Every day in the Thai province of Samut Songkhram, about 70 km southwest of Bangkok, a unique market is held whose vendors need feet as quick as their minds. Why? Because much of the market is located directly on a set of operational railway tracks. Eight times daily, a train runs through without care for stopping, sending vendors and visitors to action stations before business as usual resumes.
Samut Songkhram’s morning market
Thailand has its fair share of interesting fresh markets offering a slice of day-to-day Thai life – be it night bazaars serving insect delicacies, or floating markets bobbing on canal boat platforms. Still, the market at Samut Songkhram, known locally as Mae Klong, has to bring home the bacon when it comes to unbridled excitement.
Train just visible through awnings
As the two-carriage train arrives, everybody acts quickly to let it to pass without somebody getting mowed down. The market traders move at the double, pulling their produce and awnings back from the tracks, while less practiced shoppers must also have their wits about them. Then, with the train gone, it’s straight back down to the business of buying and selling.

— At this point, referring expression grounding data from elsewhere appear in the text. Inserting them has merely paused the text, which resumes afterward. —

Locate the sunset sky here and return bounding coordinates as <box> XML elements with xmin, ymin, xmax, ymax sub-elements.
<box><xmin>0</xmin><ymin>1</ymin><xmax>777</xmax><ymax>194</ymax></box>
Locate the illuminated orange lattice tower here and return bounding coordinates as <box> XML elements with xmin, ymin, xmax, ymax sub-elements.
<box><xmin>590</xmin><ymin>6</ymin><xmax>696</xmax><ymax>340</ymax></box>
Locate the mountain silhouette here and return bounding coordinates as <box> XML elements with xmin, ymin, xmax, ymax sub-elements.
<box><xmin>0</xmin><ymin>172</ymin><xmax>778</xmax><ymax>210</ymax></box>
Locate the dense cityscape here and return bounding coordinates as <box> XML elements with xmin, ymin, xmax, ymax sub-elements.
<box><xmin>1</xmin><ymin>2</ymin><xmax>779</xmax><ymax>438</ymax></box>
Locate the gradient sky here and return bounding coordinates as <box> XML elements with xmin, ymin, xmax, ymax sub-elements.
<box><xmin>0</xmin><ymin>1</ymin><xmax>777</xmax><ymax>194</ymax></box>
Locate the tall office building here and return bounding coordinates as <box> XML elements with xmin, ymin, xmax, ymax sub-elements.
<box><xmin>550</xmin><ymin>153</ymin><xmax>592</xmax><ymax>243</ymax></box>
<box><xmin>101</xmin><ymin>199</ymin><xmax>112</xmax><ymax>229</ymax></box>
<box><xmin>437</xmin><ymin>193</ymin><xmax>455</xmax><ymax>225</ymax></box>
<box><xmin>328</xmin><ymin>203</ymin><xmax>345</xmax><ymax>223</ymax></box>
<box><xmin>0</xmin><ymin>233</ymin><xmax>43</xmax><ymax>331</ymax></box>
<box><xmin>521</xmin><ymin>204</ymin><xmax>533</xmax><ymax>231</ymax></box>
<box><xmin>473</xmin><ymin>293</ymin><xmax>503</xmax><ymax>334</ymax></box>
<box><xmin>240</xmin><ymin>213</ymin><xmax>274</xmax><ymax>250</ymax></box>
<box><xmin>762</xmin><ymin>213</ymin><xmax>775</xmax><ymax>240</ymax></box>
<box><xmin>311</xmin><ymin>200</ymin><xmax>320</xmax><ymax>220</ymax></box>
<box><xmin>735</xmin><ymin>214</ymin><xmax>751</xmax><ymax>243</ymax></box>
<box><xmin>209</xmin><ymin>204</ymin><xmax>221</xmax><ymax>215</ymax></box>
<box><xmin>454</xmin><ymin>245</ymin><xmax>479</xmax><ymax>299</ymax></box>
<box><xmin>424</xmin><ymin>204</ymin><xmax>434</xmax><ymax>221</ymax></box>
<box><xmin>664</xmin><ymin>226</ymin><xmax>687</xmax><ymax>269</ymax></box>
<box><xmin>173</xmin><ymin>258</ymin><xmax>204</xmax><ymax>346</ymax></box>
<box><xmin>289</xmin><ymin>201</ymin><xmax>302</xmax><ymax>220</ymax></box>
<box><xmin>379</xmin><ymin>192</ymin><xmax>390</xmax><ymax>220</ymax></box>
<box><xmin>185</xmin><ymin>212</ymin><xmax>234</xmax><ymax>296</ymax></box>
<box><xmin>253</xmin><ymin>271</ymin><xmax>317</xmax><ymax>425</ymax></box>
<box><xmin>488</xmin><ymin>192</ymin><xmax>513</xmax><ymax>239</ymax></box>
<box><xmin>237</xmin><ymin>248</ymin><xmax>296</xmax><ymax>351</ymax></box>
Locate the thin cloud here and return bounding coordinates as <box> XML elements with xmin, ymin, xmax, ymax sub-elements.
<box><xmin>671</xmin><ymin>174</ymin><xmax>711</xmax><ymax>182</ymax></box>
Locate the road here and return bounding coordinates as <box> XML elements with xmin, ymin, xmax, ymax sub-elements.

For visitors, there’s more to the experience than braving the railway tracks and dodging the occasional train. Another attraction is the sight of all the goods on display along the 100-metre length of track near Mae Klong Station. From fresh fruit and vegetables to newly caught seafood, it’s all shielded from the blazing sun by canopies of the stallholders’ own making.
Fresh fruit at Samut Songkhram market
There is a fascinating aesthetic to it all and a real ingenuity of design. When you consider the fact that Samut Sakhon is Thailand’s tiniest province – covering an area of just 416 sq km – it’s no surprise that it is also one of the country’s most densely populated areas. Given these circumstances, talk about a cleverly economical use of space – a commodity which must surely be at a premium.
Market on the railway tracks, train in view
And, while the market sellers may expend energy regularly packing up shop, and coping with an ever-present occupational hazard, it’s evidently worth it. Just think of the passing trade they get, as well as the ease of access for people expressly taking a trip there.
Tracks receding into the distance
Even if they don’t hit you like a freight train, the environmental messages of the railway track market of Samut Songkhram are certainly there to be chewed over.